Schweiz: Dekan fordert Hilarion auf, sich gegen Putin zu stellen
„Wir erwarten, dass er Präsident Putin öffentlich und unmissverständlich auffordert, die russischen Truppen unverzüglich zurückzuziehen“, sagte Professor Delgado im Gespräch mit kath.ch. Möglicherweise sei Hilarions Einfluss in der jetzigen Situation gering, weil Putin sich gegen Kritik immunisiert habe, gesteht Delgado ein. „Doch auch wenn er keinen großen Einfluss hat, sollte er öffentlich vermitteln, dass er alles tut, was er kann, um diesen Krieg zu stoppen“, fügte der Dekan an. Schließlich habe der Metropolit in der russisch-orthodoxen Kirche eine hohe Position „und durchaus auch Einfluss“ auf die Gesellschaft. „Und er war bisher auch nicht verlegen, sich über alles Mögliche öffentlich zu äußern, etwa über die westliche Kultur und Werte, die Ökumene oder die moderne Gesellschaft“, so Delgado.

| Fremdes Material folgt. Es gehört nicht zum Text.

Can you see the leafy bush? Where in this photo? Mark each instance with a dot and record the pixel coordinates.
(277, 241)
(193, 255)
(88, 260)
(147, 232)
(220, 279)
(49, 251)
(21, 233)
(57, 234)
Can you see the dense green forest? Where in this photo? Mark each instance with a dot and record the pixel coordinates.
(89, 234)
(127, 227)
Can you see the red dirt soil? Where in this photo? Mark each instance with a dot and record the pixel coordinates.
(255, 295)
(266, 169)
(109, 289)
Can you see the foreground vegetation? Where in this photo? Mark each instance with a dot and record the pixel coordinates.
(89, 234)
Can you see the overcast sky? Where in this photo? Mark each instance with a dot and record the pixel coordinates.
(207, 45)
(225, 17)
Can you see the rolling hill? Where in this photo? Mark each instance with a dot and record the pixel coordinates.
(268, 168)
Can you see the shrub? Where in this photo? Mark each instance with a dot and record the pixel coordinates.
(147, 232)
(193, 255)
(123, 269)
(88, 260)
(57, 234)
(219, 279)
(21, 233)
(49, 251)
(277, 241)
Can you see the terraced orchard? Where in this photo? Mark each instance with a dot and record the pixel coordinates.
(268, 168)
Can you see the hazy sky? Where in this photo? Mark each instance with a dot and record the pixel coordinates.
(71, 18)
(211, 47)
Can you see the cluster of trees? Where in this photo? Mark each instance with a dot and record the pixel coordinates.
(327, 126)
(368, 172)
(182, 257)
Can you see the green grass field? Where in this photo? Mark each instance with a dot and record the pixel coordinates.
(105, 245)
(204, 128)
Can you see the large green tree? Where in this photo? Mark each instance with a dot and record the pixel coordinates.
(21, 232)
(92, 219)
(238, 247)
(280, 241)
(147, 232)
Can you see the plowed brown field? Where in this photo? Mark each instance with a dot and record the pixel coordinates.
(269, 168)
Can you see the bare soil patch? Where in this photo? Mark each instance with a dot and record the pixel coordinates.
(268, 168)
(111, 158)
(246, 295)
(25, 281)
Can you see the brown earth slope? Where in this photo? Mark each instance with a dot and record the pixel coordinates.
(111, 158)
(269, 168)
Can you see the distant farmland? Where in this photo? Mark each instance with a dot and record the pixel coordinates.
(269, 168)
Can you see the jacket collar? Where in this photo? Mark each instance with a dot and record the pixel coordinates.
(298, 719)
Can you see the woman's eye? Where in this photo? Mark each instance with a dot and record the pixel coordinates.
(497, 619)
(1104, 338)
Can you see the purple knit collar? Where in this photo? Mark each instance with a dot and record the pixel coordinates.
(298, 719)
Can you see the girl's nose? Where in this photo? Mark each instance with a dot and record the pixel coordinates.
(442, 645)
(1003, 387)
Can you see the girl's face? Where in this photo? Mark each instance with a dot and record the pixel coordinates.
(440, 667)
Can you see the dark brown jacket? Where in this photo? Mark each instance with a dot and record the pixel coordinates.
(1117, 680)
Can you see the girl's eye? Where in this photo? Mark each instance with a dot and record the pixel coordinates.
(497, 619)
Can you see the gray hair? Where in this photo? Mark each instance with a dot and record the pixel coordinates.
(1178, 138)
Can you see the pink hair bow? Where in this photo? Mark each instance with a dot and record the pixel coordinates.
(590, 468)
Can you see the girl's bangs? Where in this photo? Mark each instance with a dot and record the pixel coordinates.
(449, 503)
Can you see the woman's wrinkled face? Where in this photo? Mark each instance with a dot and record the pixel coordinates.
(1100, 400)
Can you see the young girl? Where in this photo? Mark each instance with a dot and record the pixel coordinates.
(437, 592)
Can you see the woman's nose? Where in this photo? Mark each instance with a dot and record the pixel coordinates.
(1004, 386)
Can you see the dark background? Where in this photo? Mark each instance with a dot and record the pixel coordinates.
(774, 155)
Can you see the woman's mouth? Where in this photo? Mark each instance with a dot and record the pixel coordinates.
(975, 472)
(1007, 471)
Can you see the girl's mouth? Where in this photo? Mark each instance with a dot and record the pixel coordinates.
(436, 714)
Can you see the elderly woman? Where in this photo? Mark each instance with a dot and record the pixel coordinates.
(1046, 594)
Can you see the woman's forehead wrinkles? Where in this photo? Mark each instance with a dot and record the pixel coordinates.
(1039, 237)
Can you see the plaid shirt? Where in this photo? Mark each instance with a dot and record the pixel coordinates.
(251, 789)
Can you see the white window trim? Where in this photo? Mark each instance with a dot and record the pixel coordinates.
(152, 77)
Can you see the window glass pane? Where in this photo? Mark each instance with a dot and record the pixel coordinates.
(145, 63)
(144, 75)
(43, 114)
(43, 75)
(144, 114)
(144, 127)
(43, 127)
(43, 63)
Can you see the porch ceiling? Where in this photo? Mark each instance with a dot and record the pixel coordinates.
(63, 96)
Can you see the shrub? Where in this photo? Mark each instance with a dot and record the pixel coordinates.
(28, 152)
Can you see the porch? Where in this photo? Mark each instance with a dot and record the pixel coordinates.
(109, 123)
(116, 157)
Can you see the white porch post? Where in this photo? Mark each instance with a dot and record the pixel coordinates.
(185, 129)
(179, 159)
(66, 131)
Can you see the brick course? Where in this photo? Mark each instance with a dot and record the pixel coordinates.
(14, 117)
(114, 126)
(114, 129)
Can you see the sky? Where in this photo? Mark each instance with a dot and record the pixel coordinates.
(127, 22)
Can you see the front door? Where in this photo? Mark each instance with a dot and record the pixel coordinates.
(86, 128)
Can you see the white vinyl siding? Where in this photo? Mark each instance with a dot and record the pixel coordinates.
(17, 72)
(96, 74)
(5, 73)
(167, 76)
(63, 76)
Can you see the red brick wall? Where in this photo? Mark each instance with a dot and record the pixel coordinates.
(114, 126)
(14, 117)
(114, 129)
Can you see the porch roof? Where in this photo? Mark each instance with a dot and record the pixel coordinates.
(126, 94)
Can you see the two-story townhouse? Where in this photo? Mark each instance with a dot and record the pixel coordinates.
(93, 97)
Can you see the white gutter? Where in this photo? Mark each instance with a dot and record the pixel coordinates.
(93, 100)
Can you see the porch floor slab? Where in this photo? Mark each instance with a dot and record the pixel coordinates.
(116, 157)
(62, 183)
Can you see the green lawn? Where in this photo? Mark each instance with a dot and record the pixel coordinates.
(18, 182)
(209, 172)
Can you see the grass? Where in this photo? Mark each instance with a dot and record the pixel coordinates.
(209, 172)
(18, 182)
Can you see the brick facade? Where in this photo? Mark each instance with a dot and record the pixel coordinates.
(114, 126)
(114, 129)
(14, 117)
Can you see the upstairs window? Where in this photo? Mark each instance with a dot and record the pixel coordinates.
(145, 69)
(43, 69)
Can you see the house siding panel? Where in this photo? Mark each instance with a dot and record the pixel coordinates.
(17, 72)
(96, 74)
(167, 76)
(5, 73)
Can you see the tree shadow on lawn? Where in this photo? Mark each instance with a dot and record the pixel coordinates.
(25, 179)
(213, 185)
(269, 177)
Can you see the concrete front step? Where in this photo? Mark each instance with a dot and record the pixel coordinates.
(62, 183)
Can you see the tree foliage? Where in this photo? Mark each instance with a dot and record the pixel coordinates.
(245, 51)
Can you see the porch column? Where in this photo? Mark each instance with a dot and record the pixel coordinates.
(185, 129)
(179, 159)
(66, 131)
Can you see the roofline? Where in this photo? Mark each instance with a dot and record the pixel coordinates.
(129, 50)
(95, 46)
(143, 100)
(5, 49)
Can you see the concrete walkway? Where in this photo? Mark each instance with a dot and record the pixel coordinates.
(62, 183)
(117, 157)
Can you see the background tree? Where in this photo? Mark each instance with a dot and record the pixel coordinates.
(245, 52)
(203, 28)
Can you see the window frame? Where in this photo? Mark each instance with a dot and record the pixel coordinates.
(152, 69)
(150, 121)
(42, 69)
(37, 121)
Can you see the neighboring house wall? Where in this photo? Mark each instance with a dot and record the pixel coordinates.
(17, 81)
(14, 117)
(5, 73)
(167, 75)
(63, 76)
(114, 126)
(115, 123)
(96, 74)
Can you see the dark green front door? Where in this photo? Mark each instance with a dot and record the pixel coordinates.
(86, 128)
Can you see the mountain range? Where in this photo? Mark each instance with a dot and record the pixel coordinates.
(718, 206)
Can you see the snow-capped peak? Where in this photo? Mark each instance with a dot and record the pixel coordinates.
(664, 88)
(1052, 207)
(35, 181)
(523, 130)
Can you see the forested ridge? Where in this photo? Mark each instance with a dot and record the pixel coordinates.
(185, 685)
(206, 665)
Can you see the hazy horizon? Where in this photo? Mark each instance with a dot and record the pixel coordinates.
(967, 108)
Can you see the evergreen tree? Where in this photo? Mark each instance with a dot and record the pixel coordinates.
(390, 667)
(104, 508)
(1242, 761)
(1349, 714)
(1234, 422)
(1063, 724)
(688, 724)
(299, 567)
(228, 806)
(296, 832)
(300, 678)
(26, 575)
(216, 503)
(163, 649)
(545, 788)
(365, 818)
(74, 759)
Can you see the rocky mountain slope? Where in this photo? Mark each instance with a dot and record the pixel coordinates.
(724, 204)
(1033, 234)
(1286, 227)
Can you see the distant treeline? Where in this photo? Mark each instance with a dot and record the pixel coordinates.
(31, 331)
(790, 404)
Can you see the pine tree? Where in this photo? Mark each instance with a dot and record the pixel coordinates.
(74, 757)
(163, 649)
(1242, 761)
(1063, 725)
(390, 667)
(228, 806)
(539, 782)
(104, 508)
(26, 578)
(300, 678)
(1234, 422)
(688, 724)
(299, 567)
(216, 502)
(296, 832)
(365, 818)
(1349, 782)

Er blicke „mit größter Sorge“ auf den Krieg in der Ukraine. Das, was sich dort derzeit abspiele, sei „eine humanitäre Katastrophe“. Gleichzeitig werde dieser Krieg auch Auswirkungen auf die Ökumene haben. Delgado wörtlich: „Es zeigt sich schon jetzt, dass sich die Kluft vertieft hat. So positionierte sich etwa das Kirchenoberhaupt der russisch-orthodoxen Kirche in der Ukraine, Metropolit Onufrij, klar gegen den Krieg und benannte Putin als Aggressor. Kyrill I., Patriarch der russisch-orthodoxen Kirche in Russland, bezeichnete hingegen die Gegner Russlands als ,Kräfte des Bösen´. Gerade dieser eklatante Widerspruch ein und derselben Kirche in diesem Konflikt ist erstaunlich. Es ist zu befürchten, dass es eine dauerhafte Spaltung zwischen den russisch-orthodoxen Kirchen geben wird.“
Besorgte Studenten
Insbesondere die ukrainischen Studierenden an der Uni Fribourg seien sehr besorgt über die Lage in ihrer Heimat. Aber der Krieg habe an der Fakultät auf der menschlichen und forschenden Ebene „zum Glück“ bisher keine negativen Auswirkungen.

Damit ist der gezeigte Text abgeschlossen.